Democrats say abortion rights have a lot to do with their good year. The closely watched battle over a newly redrawn State Senate district in Paradise Valley, an upscale suburb of Phoenix, may be the cleanest example: Christine Marsh, a teacher who ran on abortion rights, looks to have defeated Nancy Barto, who was the sponsor of Arizona’s new law banning abortion after 15 weeks.

As for the judicial branch, roughly two dozen states held elections for their high courts this year, but there were no major shifts in power despite record spending on both sides. Republicans swept three races in Ohio and added a seat on the State Supreme Court in North Carolina, cementing a 5-2 conservative majority. Those two outcomes could be consequential: Judges in both states threw out heavily gerrymandered maps this year. Republicans came up short in Illinois, where they were hoping to end the Democrats’ decades-old majority.

What’s left? Democrats could still flip the State House in Pennsylvania and might eke out a tie in the Arizona State Senate. The races for governor and state attorney general in Arizona and Nevada remain too close to call.

When the dust settles, there could be a few swing states where divided government means nonstop brawling over the basic rules of democracy.

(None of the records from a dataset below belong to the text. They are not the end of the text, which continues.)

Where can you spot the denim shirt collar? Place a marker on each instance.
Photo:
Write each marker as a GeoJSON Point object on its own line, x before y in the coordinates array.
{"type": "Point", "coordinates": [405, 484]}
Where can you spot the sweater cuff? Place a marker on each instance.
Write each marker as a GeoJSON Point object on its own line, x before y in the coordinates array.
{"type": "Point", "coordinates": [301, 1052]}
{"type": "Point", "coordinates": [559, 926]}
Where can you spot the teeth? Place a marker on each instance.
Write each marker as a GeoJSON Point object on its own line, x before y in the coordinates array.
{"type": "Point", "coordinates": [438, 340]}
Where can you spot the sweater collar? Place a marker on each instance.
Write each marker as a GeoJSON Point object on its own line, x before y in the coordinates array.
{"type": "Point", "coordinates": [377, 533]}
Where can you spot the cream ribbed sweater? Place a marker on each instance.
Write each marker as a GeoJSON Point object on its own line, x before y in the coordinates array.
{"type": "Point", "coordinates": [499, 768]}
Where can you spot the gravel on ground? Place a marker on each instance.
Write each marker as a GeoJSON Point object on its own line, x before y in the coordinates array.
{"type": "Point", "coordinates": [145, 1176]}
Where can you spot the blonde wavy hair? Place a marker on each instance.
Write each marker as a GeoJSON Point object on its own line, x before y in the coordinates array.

In Arizona, Kari Lake, a Republican former television anchor, might surge ahead of Katie Hobbs, the Democratic secretary of state, by the time all the votes are counted. As of Friday afternoon, Hobbs was still leading by around 27,000 votes, but several hundred thousand votes have not yet been tallied. In the attorney general’s race there, Kris Mayes, a Democrat, was clinging to a slight lead over Abraham Hamadeh, a Republican.